Student Union Collection
 Richard Diebenkorn
American, 1922 - 1993

Blue Club, 1981
aquatint, spit bite, softground

37 ½” x 30 ½”

Blue Club
      The color intaglio print Blue Club (1981) by Richard Diebenkorn may surprise viewers who are familiar with his rich expansive treatment of California light and landscape. Diebenkorn is most recognized for his series of 140 paintings known as "Ocean Park," the location of his studio in Santa Monica. However he started to explore the playing card shapes of clubs and spades in the 1970s, at first in monoprints, eventually in color aquatints.
     Although Diebenkorn is closely associated with California, especially the Los Angeles and San Francisco areas, he is an artist who resists easy labels.

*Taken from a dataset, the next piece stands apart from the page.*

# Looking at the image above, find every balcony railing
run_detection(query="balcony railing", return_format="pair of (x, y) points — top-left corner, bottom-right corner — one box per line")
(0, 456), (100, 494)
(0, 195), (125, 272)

From the 1940s through the 1990s, he made dramatic changes in his work, starting as a realist in the Edward Hopper tradition, to his West Coast response to Abstract Expressionism in which landscape predominates, to the Bay Area figurative painting, and ultimately to geometric abstraction.
     Educated at Stanford, New Mexico, and California art schools, he was influenced by the works of Picasso, Miro, Motherwell, and Matisse. He taught painting for more than two decades with few breaks--his mastery of color, surface, and composition influencing several generations of West Coast artists.